Popatrzcie fani POLszewii, jak was ta POlszewia robiła i dalej robi w konia w sprawie tragedii smoleńskiej.
Informację o tragedii, jako pierwsza w Polsce podała stacja TV Polsat News o godzinie 9:02 czasu w Polsce, czasu pokazywanego na pasku czołówki tej stacji.
Informację tą przekazał korespondent Wiktor Bater, który w dniu 10.04.2010 roku przebywał na cmentarzu w Katyniu razem z korespondentką Agencji Reuters Lidią Kelly, za co został potem uhonorowany nagrodą Grand Press w kategorii „News”.
Przez 3 tygodnie czas tragedii podawały media w Polsce i na świecie jako 8:56 czasu polskiego, 10:56 czasu moskiewskiego i 6:56Z UTC/GMT czasu uniwersalnego(czas słoneczny południka „zero” Z). Taki czas zapisany jest na dokumencie przesłanym przez MAK do UA(producenta TAWS i FMS) w USA, gdzie zwrócono się odczytanie zapisów TAWS, co miało być przeznaczone dla w większości proamerykańskiej opinii publicznej w w Polsce i Polonii w USA, testem na prawdziwość tych zapisów.
Tymczasem w ambasadzie USA w Warszawie, ambasador Feinstein, Lee wysyłał o godzinie 6:44 AM(czasu wschodnioamerykańskiego) mail do Departamentu Stanu w Waszyngtonie, w którym podał czas katastrofy jako:
„Krótko przed 10:00 czasu warszawskiego, samolot rządu polskiego Tu-154 przewożący delegację na czele z polskim prezydentem Lechem Kaczyńskim rozbił się w gęstej mgle na lotnisku w Smoleńsku w Rosji.”

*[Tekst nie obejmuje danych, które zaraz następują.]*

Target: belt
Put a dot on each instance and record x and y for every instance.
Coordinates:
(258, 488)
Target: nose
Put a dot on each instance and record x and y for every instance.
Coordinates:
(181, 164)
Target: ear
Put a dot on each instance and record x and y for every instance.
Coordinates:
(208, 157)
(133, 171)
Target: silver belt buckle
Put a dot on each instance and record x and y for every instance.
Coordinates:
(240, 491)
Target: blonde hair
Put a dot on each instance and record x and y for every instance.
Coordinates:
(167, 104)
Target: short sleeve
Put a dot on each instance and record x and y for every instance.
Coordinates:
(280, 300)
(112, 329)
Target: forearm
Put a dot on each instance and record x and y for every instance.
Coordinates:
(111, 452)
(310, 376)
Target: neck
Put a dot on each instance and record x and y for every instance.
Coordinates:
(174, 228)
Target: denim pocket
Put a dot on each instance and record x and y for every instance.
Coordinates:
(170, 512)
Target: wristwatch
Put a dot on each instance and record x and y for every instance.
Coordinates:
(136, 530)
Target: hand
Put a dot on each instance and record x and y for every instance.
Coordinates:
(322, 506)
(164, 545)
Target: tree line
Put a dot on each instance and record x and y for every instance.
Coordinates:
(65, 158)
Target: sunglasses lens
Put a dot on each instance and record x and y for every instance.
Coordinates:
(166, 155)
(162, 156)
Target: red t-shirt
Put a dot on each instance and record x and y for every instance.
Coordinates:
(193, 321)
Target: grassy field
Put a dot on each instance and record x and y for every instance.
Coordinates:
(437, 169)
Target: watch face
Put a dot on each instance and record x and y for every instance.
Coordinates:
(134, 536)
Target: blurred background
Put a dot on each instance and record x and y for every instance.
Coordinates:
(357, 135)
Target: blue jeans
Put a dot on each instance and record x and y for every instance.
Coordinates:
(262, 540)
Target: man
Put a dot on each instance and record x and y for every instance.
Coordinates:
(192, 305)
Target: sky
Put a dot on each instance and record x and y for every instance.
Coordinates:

Co takiego stało się z czasem w Polsce i w Rosji, że w ambasadzie USA w Polsce, ten czas różnił się o 1-dną pełną godzinę wyprzedzającą czas podawany na ekranach TV?
Otóż miłośnicy POlszewii i przyjaciele Putina i Anieli, PLszewia zrobiła z was wała, bo w tym dniu media posługiwały się czasem zimowym UTC/GMT+1, który od 28.03.2010 roku powinien już być czasem letnim UTC/GMT+2 i taki czas podał ambasador Feinstein w mail’u do DS. w Waszyngtonie.
Po co POlszewii i Putinowi była potrzebna zmiana czasu lokalnego z zimowego na letni?
Otóż po to, by delegacja z ambasadorem J.Bahrem na czele, która miała oczekiwać
na lotnisku Siewiernyj w Smoleńsku na lądowanie samolotu TU154M nr 101 z Prezydentem i Delegacją na pokładzie, spóźniła się z przybyciem na to lotnisko o……1-dną pełną godzinę, bo program uroczystości rozpisany był wg czasu letniego, a media i telefonia komórkowa podawała czas zimowy.
Po co potrzebna była im(POlszewii i Putinowi) ta pełna oszukana godzina?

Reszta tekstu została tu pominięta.